Ben yoluma bakarken, siyahlı arkaya döndü ki ben daha fazla üstüme alınmayayım bu konuşmayı. 
-Sana dilediğin hayatı vereceğim, para, ev, araba.
Arkadaki gencin yüzünden korkuyla beraber nereden düştüm ve nasıl çıkacağım bu düştüğüm manyaklıktan bakışı okunuyordu. Tam o sırada siyahlı adam gence bir cümle daha fırlattı, “Ve evet, dün arabada gördüğün gibi bir sarışın da ayarlayabilirim sana.” Gencin gözünde öyle bir ışık parladı ki, arkadaki arabanın selektör yaptığını zannettim.  Arka koltuktan gelen selektörü tek fark eden ben değildim tabii, 
-Elbette, bunlara sahip olman için bir şartım var.
-Ne şartı?
-Çok bir şey değil, bir uzuvun sadece istediğim.

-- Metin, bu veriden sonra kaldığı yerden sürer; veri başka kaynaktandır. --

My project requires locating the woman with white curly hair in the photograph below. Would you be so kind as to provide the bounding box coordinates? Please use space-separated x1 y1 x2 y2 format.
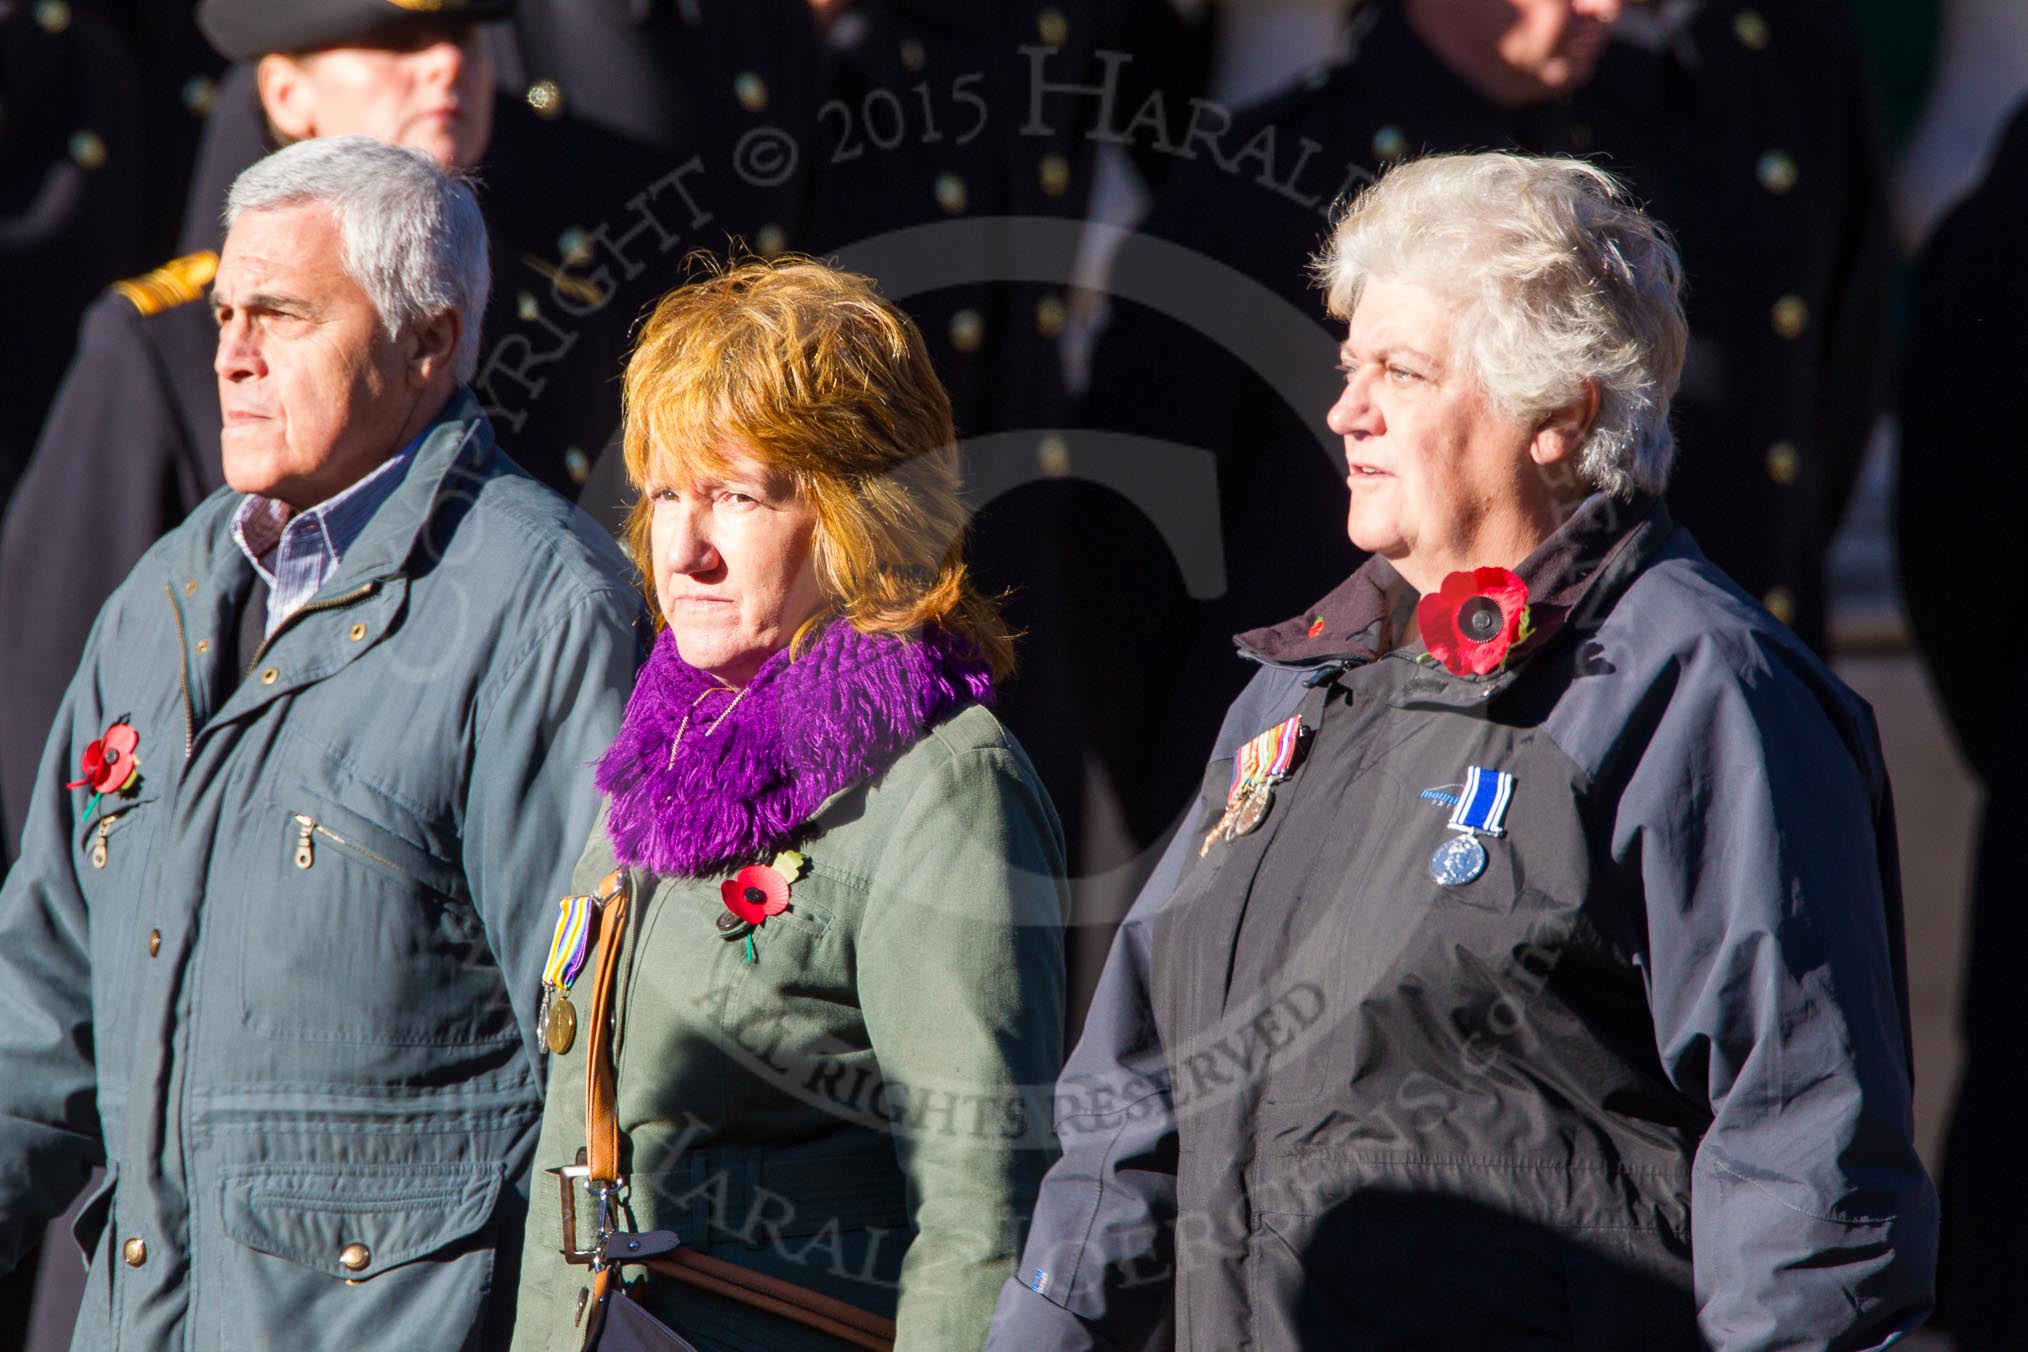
989 151 1936 1351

Radyodan “Nasıl yani uzuvum?” sesi geldi. Benim afallamış halde, apar topar radyoyu kapatmaya çalıştığımı gören siyahlı şefkatle tuttu elimi, aynı oranda otoriter bir sesle “Uğraşma” dedi. Sonra tekrar arkadaki gence dönüp “Korkma” dedi, “Orası uzuv sayılmıyor.” Aynı anda arkadan derin bir oh sesi gelirken, radyo sordu “Bu herif benim zihnimi mi okuyor?” Benim kafam iyiden iyiye kumpir kıvamına gelmişti. Cesaretimi toplayıp düşündüm, neden bunlar benim başıma geliyor?... NEDEN?.. BUNLAR... BAŞIMA… yok yok düşüncelerim ne radyodan ne başka mecralardan yayınlanmadığı gibi siyahlı adam da hiç zihnimden geçenlerden haberdarmış gibi gözükmüyordu. Siyahlı, radyo frekansını sadece evsiz gencin zihnine göre ayarlamıştı anlaşılan. Acaba biraz kurcalasam benim ya da başkalarının zihinlerini de dillendirir miydi?
“Ne diyorsun?” dedi siyahlı adam evsiz gence. “Feda etmeyi kabul ediyor musun bir uzuvu?” Bulutlar park etti gencin yüzünün önüne. Çöp karıştırmaya yarayan bu eller olmasa ne olur, yırtık ayakkabılarla bütün gün yürüyüp ağrıdan uyutmayan bacaklarımı feda etsem çok mu şey kaybederim. Radyodan gelen bu cümleler siyahlı adamı mutlu etmiş olmalı ki, ağzının kenarı hafifçe yukarı doğru kaydı. “Aferin” dedi gence, “Doğru yoldasın.” Doğru yolda olmaya alışık olmayan evsiz genç mutlu oldu, yüzü aydınlandı, hatta cesaretlendi. Radyo devam etti cızırtılı bir sesle. Belki dedi radyodaki ses, belki teki eksik olacak ama kalan bileğimdeki pahalı saati fark edince, sarılacaklar o ele. Veya tek bacağım önünde diz çökecekler bugün yüzüme dahi bakmaktan iğrenenler. Radyo sustu fakat aynı sesi ensemde duydum bu kez, “Kabul ediyorum.” Ve o an anladım sesteki cızırtı genç adamdan değil, radyodan kaynaklıydı. Bekir Usta’nın kulaklarını çınlattım, bir düzeltemedi şu radyoyu.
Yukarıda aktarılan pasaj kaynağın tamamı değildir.